Pour cela on peut installer des bouées. Celle-ci sont différentes des "corps morts" que les plaisanciers connaissent bien. Le système est simple, des vis sont plantées dans le sol on y accroche une chaine à laquelle on fixe une bouée, pour que la chaine ne racle pas le sol. 

Pour une cinquantaine de bouées il faut compter 2 ans d'études et d'analyses, puis les travaux qui coûtent entre 300 000 et 500 000 euros aux communes. Ce coût peut être pris en charge à hauteur de 80% par les différents acteurs de ce projet. 

l'enjeu est aujourd'hui pris au serieux, on a mis du temps à faire comprendre l'importance des herbiers mais aujourd'hui le message passe

Frédéric Villers, Office Français pour la Biodiversité

Frédéric Villers travaille à l'Office Français pour la Biodiversité à Marseille. Avec ces 6 projets en PACA, l'OFB et les autres acteurs ont voulu privilégier la complémentarité avec une attention portée sur certains sites sensibles (comme Port Cros ou Hyères par exemple).
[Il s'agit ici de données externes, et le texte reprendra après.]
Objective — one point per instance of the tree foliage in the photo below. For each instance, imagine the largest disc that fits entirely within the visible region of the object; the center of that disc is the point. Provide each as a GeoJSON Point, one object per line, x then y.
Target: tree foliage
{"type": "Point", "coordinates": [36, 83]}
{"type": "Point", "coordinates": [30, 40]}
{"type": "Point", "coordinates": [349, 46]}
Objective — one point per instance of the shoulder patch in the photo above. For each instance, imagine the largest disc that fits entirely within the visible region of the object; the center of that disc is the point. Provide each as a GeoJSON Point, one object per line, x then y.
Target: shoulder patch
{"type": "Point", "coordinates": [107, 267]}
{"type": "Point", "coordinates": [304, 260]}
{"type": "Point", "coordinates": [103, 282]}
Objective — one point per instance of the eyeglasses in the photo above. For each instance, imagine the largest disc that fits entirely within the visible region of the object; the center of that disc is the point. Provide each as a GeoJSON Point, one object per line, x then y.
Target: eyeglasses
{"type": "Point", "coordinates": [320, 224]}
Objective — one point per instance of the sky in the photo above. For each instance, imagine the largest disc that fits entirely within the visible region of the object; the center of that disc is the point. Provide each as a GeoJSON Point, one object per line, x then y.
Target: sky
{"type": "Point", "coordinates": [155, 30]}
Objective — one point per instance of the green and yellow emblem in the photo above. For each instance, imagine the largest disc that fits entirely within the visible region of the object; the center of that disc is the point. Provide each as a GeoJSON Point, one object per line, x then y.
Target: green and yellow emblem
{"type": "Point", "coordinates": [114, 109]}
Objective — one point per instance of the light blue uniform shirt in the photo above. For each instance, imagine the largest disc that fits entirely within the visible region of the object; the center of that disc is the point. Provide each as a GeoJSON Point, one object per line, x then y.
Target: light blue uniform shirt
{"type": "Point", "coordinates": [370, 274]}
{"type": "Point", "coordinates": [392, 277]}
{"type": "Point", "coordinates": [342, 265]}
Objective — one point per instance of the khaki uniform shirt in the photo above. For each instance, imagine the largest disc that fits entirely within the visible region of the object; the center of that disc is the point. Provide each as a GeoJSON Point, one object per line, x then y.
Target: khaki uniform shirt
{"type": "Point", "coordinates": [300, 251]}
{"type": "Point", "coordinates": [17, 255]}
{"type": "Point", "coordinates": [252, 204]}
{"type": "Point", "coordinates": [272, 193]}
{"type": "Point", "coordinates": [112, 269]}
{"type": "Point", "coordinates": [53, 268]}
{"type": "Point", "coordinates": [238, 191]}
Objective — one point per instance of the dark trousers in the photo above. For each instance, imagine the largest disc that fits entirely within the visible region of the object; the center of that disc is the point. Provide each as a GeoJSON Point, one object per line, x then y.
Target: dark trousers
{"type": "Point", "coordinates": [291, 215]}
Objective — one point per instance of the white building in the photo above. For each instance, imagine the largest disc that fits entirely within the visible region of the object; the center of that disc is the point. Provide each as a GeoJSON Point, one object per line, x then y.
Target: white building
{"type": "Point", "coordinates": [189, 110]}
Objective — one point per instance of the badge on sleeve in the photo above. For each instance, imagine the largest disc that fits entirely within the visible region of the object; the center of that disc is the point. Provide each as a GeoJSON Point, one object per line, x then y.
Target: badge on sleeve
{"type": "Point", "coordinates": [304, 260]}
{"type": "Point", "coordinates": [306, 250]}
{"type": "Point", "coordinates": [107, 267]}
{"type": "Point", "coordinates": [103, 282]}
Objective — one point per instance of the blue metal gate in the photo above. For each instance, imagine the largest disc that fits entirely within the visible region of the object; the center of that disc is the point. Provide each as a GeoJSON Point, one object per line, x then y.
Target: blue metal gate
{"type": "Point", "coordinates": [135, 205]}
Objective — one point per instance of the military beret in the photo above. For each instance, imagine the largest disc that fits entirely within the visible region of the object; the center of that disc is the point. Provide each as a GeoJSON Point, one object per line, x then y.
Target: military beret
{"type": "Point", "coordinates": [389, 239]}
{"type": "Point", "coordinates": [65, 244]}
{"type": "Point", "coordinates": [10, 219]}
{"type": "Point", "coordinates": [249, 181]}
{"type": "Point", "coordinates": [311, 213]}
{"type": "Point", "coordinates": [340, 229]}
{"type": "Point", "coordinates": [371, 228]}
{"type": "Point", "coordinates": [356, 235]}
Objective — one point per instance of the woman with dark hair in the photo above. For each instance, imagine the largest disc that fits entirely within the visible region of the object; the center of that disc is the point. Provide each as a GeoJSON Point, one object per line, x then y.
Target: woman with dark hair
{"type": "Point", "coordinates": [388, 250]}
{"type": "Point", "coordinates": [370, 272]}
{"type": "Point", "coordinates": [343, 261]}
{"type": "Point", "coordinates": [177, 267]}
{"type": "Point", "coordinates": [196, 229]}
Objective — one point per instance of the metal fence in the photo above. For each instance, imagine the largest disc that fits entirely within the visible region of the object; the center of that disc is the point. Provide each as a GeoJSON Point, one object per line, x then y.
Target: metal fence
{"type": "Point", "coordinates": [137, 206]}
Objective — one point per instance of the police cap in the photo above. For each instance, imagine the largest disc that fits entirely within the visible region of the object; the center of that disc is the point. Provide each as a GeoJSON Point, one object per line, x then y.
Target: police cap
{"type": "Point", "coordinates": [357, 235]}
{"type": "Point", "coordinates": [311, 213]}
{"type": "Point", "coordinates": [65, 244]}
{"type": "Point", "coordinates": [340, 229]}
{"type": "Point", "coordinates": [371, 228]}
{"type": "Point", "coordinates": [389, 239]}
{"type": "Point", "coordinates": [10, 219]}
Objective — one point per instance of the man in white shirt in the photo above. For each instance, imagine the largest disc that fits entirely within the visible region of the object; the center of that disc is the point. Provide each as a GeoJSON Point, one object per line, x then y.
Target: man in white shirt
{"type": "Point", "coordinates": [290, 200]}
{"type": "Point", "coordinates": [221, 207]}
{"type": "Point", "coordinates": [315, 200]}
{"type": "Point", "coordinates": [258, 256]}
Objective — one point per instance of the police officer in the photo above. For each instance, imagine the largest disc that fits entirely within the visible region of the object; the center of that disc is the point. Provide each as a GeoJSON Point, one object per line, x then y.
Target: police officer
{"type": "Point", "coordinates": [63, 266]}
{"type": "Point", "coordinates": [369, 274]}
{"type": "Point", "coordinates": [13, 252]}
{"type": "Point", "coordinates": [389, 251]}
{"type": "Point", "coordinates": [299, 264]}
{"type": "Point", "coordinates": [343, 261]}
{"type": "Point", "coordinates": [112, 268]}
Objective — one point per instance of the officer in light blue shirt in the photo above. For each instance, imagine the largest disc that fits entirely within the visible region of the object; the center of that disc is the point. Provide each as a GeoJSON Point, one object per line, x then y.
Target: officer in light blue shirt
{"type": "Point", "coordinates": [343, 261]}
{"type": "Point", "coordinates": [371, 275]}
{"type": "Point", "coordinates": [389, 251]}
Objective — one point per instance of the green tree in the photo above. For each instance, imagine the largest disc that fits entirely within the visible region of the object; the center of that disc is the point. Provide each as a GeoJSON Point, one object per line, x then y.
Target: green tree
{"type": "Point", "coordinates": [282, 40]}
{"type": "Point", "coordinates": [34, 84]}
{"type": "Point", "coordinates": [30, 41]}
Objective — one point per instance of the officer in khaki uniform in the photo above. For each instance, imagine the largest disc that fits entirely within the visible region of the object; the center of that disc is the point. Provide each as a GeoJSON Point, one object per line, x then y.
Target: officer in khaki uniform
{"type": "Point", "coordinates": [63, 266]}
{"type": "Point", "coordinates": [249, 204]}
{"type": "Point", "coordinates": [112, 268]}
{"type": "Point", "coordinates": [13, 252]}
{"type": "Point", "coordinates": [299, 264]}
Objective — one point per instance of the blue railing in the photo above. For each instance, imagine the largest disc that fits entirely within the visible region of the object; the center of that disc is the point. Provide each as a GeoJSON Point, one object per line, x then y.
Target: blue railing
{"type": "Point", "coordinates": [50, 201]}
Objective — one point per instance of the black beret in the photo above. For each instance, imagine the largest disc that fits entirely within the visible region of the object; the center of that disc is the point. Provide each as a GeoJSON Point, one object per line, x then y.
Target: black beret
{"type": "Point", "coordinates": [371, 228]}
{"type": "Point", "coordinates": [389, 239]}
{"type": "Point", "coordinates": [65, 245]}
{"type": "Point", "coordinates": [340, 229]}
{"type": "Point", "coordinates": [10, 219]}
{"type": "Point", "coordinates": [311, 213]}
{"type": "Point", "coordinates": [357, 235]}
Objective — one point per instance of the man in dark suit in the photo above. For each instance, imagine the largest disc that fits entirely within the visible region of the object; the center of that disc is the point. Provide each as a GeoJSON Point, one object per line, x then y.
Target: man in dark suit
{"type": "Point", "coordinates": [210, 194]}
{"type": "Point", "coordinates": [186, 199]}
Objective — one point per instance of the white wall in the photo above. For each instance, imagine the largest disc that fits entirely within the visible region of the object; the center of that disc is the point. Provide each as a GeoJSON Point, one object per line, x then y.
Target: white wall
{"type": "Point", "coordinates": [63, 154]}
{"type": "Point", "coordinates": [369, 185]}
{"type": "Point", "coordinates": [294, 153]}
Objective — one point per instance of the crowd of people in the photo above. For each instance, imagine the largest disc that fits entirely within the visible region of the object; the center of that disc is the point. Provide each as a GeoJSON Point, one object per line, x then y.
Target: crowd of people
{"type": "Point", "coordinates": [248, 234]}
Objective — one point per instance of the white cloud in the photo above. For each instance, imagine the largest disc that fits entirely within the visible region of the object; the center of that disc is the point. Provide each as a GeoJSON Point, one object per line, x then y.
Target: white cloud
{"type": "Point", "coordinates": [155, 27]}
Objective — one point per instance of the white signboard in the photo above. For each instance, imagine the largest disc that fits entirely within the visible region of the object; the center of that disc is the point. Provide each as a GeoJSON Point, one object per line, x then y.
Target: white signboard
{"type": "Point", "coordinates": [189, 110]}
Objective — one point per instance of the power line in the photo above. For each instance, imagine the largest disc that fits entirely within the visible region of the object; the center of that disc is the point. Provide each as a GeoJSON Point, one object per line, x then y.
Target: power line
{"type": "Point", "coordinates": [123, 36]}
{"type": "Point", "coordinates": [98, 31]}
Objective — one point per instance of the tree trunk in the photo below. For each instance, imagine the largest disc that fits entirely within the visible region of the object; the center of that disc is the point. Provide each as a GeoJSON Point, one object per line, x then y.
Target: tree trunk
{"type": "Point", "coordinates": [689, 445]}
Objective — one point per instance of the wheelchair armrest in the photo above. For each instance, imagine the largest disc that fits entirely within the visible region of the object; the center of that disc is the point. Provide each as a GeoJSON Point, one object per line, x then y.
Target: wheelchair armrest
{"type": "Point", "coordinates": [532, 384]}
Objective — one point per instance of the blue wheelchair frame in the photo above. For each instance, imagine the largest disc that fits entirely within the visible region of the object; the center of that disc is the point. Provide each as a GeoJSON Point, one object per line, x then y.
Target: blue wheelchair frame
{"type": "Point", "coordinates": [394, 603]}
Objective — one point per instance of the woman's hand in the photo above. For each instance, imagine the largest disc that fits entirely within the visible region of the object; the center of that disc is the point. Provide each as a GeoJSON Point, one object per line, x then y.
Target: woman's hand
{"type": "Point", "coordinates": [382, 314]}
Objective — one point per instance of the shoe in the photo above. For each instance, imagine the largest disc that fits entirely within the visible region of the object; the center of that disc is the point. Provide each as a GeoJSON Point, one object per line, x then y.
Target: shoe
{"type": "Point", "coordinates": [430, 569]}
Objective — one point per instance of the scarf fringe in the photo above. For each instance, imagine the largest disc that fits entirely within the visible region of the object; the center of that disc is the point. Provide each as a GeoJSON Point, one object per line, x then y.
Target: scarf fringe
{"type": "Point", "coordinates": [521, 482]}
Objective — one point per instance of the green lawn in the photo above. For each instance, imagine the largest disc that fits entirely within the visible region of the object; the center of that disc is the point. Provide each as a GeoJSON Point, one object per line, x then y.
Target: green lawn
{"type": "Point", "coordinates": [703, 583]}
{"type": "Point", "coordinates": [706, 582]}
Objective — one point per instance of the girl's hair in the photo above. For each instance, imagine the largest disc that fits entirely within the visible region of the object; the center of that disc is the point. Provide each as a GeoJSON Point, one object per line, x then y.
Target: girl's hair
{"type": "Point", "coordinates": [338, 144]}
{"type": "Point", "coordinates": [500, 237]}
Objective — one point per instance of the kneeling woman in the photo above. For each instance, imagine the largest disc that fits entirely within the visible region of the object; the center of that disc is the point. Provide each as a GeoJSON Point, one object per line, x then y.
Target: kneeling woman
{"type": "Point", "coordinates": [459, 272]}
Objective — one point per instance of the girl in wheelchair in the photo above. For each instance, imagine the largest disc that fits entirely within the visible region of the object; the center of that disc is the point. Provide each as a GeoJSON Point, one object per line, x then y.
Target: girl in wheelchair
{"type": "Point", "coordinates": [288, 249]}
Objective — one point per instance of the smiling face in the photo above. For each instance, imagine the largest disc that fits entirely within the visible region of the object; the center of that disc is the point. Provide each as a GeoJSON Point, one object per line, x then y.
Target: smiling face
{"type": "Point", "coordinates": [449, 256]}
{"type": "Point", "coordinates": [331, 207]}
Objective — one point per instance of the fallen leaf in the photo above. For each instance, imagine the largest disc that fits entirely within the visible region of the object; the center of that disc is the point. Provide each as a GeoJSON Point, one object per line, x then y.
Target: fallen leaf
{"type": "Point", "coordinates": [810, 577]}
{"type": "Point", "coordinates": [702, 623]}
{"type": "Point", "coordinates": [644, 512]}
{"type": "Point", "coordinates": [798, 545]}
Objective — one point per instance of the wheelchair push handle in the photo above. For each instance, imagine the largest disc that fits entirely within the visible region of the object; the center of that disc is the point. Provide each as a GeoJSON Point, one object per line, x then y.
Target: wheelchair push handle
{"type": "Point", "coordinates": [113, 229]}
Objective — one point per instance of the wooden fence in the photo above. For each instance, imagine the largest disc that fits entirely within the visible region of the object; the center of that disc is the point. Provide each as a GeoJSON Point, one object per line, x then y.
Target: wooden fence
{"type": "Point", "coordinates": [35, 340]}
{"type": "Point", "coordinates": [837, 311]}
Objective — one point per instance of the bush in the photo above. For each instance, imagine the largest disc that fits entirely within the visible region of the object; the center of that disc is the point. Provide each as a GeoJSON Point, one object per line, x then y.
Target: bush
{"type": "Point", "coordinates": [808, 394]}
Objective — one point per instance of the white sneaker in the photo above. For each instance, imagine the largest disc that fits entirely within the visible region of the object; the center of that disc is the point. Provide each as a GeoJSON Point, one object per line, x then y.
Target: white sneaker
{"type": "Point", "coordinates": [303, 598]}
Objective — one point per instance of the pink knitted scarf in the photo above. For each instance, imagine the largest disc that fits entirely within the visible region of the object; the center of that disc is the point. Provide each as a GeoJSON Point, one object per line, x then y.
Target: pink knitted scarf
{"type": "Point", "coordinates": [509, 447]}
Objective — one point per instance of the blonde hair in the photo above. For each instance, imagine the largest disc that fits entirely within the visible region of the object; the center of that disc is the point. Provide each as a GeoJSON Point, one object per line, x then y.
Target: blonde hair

Selon lui: "l'enjeu est aujourd'hui pris au serieux, on a mis du temps à faire comprendre l'importance des herbiers. Aujourd'hui le message passe, en revanche il faut accompagner les communes dans la mise en place de ces systèmes. Il faut faire attention à tous les aspects : économique, écologique, juridique...

Même si c'est long ça avance plutôt bien et c'est bon signe".  

La croissance des posidonies est très lente : 1 mètre par siècle !

Frédéric Villers, chargé de mission à l'OFB à Marseille

A la différence des récifs coralliens qui se "replantent" les herbiers de posidonie sont très difficiles à restaurer. La croissance est très lente : un mètre par siècle. Le taux de réussite lorsque l'on replante des posidonies est très faible.

Arsenal législatif

Petit à petit la réglementation accompagne les aménagements de territoire pour interdire le mouillage des gros bateaux. Ainsi en 2016 déjà, la préfecture maritime définissait un cadre pour interdire le mouillage aux yachts de plus de 80 mètres et aux autres bateaux de plus de 45 mètres. Dès 2021 ce sera appliqué aux navires de plus de 24 mètres (dans certaines zones sensibles). Les municipalités sont partenaires de ces nouveaux outils.

A Cannes notamment dans les Alpes-Maritimes, le maire se réjouit de ces nouvelles reglementations qui vont contribuer à protéger la flore. 

Pour aider les plaisanciers il existe des applications et certaines sont gratuites comme Donia qui permet de cartographier et de connaitre les fonds marins pour savoir où mouiller et prendre connaissance de la réglementation en vigueur. 

Ces projets de zones de mouillages organisées devraient voir le jour d'ici 2023.